May 9 (Bloomberg) -- Mexico’s peso traded at its highest level this year as the central bank refrained from discussing rate cuts in minutes of its April meeting even as it cited risks to economic growth.
The currency was little changed at 12.9480 per U.S. dollar in Mexico City, after closing yesterday at 12.9474, the strongest since Dec. 18. The peso gained 0.5 percent this week.
The central bank said in minutes of its April 25 meeting published today that first-quarter growth was slower than expected. To support Latin America’s second-largest economy, policy makers voted unanimously to hold the target lending rate at a record low 3.5 percent.
“The minutes were a little more neutral than we thought,” Juan Carlos Alderete, a currency strategist at Grupo Financiero Banorte SAB in Mexico City, said by phone. “We were expecting the possibility of a discussion about rate cuts, and we didn’t see that.”
Three-month peso historical volatility, a measure of the currency’s fluctuations, dropped for a 20th straight day, falling to 7.06 percent. The stretch of decreases is the longest since September 2012, according to data compiled by Bloomberg.

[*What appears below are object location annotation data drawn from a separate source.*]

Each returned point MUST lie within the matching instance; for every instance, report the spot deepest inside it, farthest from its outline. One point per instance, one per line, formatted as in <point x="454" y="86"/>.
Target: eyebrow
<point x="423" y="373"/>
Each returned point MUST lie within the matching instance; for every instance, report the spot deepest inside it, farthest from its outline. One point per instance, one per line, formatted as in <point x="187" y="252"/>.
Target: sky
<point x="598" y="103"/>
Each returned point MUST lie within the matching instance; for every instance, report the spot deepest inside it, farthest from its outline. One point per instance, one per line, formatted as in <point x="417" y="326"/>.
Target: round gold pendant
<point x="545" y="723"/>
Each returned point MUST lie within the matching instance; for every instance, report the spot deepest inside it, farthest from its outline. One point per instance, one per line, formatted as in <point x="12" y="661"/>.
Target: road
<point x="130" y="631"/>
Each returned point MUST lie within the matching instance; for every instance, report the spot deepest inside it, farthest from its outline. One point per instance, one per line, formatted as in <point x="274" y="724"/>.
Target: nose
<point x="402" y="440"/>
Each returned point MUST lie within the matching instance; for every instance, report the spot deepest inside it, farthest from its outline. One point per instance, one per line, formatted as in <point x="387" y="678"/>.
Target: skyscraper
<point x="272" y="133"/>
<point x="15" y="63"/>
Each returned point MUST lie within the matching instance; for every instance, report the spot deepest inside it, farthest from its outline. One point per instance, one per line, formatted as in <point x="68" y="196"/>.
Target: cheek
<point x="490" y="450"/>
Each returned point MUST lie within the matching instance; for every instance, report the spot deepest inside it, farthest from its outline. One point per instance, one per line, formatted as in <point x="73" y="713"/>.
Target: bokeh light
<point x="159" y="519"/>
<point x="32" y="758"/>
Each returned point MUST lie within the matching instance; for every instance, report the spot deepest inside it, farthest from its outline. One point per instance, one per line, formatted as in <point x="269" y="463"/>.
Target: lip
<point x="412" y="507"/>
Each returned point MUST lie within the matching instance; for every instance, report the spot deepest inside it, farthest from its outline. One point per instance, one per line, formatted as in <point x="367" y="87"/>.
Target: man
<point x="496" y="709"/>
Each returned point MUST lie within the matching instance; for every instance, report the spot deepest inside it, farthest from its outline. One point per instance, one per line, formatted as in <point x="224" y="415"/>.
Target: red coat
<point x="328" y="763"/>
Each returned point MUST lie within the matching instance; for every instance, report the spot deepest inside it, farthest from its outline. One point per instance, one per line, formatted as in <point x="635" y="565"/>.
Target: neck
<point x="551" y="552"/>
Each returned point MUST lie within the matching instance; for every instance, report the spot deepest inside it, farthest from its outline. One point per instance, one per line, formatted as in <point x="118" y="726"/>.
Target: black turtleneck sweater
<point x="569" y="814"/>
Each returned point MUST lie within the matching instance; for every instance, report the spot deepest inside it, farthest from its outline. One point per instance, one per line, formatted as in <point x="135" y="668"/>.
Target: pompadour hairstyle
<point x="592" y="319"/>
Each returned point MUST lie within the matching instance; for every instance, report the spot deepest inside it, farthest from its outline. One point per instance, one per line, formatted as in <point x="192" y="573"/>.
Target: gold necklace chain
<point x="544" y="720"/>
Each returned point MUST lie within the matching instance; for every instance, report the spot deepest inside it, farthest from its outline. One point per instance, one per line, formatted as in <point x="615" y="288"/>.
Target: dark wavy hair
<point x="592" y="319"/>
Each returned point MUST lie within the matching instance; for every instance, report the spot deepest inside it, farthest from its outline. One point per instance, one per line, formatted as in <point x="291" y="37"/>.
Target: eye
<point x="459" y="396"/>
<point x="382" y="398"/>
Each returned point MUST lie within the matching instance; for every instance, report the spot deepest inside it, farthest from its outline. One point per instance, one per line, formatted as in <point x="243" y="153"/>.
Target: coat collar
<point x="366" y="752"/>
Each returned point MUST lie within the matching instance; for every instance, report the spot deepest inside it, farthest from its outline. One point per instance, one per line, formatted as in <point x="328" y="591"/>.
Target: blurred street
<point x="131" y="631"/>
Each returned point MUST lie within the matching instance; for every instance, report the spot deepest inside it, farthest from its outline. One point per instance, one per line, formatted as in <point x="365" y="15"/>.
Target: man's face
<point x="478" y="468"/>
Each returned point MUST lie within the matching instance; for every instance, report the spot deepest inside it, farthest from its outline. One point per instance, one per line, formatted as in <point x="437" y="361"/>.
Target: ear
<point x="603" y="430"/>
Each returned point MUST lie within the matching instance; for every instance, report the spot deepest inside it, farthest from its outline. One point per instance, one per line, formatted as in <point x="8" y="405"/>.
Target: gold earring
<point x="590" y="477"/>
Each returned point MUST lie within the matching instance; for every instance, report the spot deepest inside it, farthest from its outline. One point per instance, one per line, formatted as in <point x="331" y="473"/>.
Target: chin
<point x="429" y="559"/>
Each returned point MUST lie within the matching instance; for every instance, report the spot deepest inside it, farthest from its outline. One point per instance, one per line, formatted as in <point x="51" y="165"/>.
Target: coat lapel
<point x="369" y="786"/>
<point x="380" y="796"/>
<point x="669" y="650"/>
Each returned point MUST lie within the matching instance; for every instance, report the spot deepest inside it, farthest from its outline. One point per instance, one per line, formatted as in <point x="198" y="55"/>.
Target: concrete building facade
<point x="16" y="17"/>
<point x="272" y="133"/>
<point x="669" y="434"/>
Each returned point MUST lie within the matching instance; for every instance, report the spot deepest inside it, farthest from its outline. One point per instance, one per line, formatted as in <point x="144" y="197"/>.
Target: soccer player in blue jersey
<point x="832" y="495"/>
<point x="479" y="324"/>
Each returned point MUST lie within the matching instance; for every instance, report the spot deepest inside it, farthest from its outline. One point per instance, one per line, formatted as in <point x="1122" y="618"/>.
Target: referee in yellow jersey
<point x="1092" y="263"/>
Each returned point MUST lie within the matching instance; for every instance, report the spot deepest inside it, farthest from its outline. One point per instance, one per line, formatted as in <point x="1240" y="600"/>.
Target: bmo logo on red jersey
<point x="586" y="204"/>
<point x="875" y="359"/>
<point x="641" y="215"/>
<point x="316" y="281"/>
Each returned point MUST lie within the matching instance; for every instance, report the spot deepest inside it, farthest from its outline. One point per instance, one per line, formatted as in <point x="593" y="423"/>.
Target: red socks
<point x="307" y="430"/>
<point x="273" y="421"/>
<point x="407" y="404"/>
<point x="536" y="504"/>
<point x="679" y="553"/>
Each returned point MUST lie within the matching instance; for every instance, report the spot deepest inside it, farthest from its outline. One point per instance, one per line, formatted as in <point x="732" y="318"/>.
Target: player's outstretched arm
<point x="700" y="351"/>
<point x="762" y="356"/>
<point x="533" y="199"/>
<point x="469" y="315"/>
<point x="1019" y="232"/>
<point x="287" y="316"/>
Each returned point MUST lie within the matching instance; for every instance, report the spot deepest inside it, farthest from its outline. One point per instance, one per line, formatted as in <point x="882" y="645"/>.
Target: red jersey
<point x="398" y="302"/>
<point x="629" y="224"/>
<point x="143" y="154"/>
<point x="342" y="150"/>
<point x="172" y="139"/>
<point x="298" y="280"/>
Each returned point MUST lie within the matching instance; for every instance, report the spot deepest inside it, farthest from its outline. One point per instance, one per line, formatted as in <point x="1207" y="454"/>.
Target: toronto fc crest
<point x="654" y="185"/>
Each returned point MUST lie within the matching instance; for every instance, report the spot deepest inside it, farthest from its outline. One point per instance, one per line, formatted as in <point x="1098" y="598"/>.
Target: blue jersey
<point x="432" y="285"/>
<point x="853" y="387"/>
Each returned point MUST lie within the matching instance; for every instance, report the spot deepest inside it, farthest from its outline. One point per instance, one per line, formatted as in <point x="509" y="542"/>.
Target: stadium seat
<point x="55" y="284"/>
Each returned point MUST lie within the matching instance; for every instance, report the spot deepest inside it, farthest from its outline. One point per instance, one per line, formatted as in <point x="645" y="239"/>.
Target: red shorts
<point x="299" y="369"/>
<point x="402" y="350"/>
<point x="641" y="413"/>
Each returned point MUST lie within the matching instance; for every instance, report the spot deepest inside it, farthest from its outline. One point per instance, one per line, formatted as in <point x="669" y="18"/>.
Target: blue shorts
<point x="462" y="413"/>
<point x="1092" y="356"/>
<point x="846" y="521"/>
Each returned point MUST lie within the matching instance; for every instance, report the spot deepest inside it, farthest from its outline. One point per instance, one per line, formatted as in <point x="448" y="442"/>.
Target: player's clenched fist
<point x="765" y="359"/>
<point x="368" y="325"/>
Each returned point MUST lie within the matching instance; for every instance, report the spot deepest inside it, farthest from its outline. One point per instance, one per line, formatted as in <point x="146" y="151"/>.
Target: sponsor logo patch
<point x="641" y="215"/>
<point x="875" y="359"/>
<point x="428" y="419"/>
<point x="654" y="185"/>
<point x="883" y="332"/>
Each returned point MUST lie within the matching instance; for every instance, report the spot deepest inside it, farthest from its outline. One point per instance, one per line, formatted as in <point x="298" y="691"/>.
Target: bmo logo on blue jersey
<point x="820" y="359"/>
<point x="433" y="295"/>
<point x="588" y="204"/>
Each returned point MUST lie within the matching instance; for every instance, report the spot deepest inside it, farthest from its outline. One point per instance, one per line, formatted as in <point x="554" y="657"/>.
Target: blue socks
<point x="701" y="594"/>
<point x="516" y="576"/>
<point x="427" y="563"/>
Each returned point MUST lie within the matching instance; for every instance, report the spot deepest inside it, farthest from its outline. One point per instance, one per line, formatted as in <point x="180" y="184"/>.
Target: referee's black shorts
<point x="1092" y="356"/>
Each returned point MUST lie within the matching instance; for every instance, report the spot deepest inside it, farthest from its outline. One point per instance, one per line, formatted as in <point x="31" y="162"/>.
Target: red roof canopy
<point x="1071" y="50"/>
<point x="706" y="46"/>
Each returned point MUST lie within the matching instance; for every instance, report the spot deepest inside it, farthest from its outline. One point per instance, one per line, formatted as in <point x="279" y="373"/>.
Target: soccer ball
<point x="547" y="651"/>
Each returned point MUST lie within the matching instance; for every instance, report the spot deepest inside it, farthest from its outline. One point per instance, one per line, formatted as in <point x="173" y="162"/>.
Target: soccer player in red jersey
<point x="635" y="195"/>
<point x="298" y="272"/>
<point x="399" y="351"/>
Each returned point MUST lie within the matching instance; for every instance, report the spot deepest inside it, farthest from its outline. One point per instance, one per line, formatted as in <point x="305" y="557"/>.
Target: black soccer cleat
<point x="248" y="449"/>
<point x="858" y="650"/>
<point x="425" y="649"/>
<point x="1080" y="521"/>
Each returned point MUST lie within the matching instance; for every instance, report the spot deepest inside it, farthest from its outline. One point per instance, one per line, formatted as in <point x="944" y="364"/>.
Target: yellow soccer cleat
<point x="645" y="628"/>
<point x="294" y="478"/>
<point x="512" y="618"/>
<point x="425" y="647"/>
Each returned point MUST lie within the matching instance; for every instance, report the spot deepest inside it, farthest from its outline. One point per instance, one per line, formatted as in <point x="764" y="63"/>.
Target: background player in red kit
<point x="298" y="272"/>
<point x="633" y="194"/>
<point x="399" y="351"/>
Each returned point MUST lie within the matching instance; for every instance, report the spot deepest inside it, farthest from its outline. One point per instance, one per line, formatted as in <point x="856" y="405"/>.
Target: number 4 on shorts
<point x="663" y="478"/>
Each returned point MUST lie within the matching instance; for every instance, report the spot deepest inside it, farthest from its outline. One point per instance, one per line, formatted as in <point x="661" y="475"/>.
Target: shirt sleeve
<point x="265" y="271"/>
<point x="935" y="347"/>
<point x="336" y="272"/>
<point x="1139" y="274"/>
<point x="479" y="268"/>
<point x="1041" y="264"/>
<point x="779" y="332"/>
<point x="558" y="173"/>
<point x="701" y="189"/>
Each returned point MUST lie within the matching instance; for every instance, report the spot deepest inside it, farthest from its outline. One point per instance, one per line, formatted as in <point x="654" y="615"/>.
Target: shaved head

Benchmark government peso bonds rose this week the most since February after President Enrique Pena Nieto sent energy legislation to congress on April 30, easing concern that the opening of the state-controlled oil industry to private investment might be delayed.
Yields on peso bonds maturing in 2024 rose five basis points, or 0.05 percentage point, to 5.98 percent today, paring their decrease this week to 20 basis points.